What I have learnt today...

When you grow in the things of God the first evidence of your spiritual growth is the increase of the love nature of God in you. You walk in love, you can't hold people because of something they did to you or said to you. You can't walk in bitterness, you learn to over look those things. You don't number your enemies.

I am checking myself with it and I think I am good but nope my standards aren't good enough but because I am relating with so many people it is difficult to measure it at all. My strongest weakness: the desire for perfection still rears its ugly head from time to time. I choose humility instead and dodge the desire to prove to myself and others that I am perfect. I don't have to be. This is one of the things I have learnt from being in Christ. I am loved just as I am . So I am free to strive to become the best me; the one that God has created me to be.

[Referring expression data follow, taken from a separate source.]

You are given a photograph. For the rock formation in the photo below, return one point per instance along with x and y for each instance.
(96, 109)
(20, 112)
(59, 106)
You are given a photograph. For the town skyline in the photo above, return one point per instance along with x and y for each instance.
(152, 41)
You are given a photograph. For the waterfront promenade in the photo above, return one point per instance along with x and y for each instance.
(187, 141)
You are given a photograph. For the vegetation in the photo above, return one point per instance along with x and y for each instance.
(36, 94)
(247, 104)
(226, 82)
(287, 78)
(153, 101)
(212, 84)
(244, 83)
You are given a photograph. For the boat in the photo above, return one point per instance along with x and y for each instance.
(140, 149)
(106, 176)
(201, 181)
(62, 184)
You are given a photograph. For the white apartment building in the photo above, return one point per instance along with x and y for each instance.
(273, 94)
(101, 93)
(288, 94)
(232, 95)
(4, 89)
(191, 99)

I just started walking in love recently. In order to walk in love, I have to choose not to judge her or over-analyze their faults as much as it comes easily to me, for the sake of my peace of mind. I also have to decide to use the word of God for myself and not for pointing fingers at others. I also have to consciously decide that my spiritual life is more important me being the judge over others. I don't always succeed at this. I keep at it though because I choose success over failure. Since I am already a success, I am to enforce what God has said in His word. When I get stuck at thinking too much, I just say, "Father, let your mercy cover me".
I know that I have the nature of love in me so I just let that love flow. I may not have succeeded in not numbering my enemies too, instead I walk gently among them, but carefully because I still don't trust them. But I trust God. I trust that God is in charge of my life and that He is using my life for His glory. My prayer is that as I yield to Him, I continue in fellowship with Him and ignore all the distractions around me. He has given me His word about so many things that sometimes my actions are a display of my lack of trust in Him.

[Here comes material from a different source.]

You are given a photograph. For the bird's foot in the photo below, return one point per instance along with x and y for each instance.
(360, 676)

1 Tim 4:15 Meditate upon these things; give thyself wholly to them; that thy profiting may appear to all.
When i ask myself what the secret behind my success story is, I can only tell you that I gave myself to the word of God but then even that is not totally true. It is just the mercy of God but I can tell you that when it came to making decisions, i gave God priority. I put Him first. Sometime I hurt myself to do His will. But do you know what God has the nature of love, no be lie! All that He does and says is actually for you and for Him. He takes care of His business.

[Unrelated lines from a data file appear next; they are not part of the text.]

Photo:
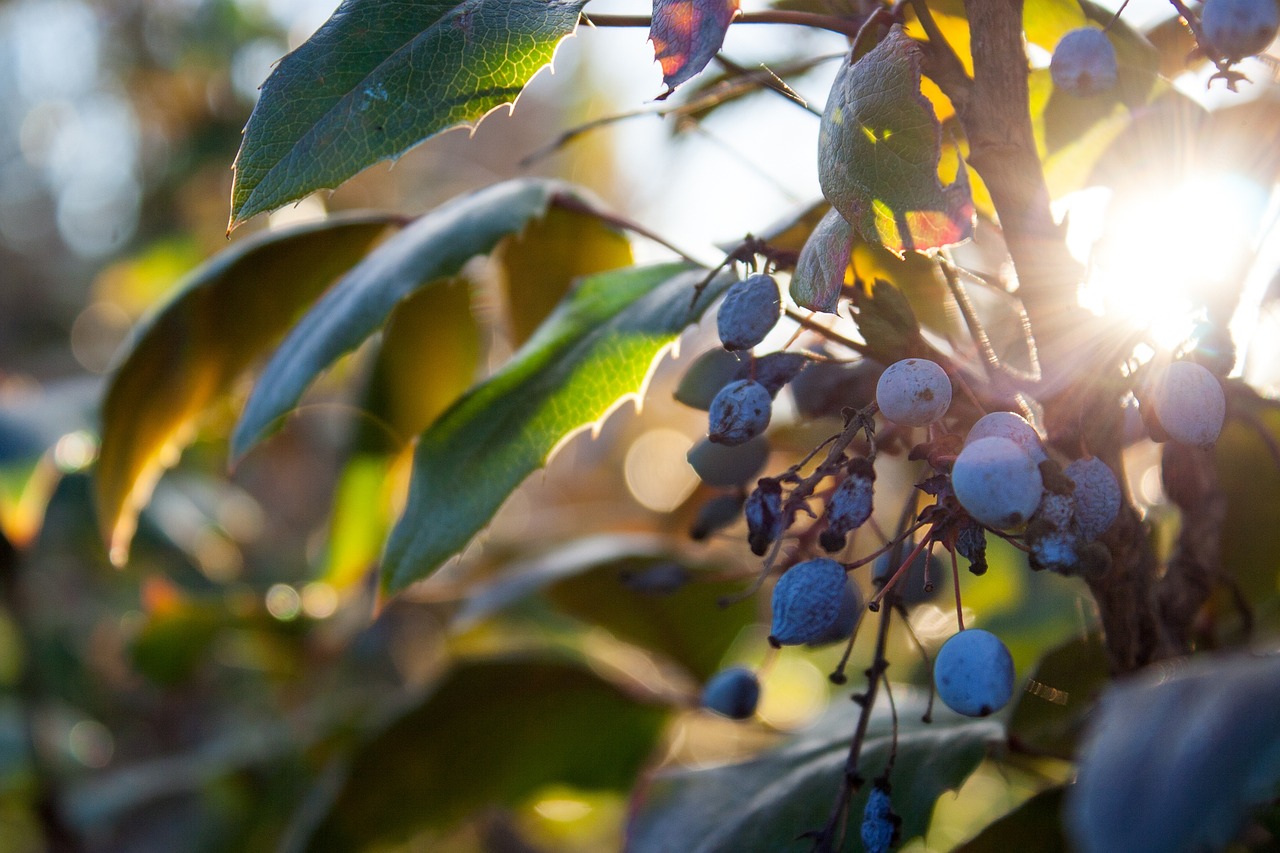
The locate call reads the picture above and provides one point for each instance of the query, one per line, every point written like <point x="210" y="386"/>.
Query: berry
<point x="974" y="673"/>
<point x="726" y="466"/>
<point x="750" y="310"/>
<point x="1006" y="424"/>
<point x="880" y="824"/>
<point x="1097" y="496"/>
<point x="763" y="511"/>
<point x="1239" y="28"/>
<point x="740" y="413"/>
<point x="808" y="601"/>
<point x="732" y="693"/>
<point x="1189" y="404"/>
<point x="997" y="483"/>
<point x="914" y="392"/>
<point x="850" y="505"/>
<point x="1084" y="63"/>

Someone said, you will always win so long as you keep standing. If you give in, it is because you did not understand that the devil is a defeated foe. He has no power, don't let other people's experiences or your own convince you otherwise.

God is merciful. 
If anyone contests this statement, all I have to say is: try going one day without the mercy of God and see what a wreck you would be. I used to be more self-righteous than anyone else, tis why I laugh at self-righteous people, because they will refuse the grace and mercy of God because they don't need Him.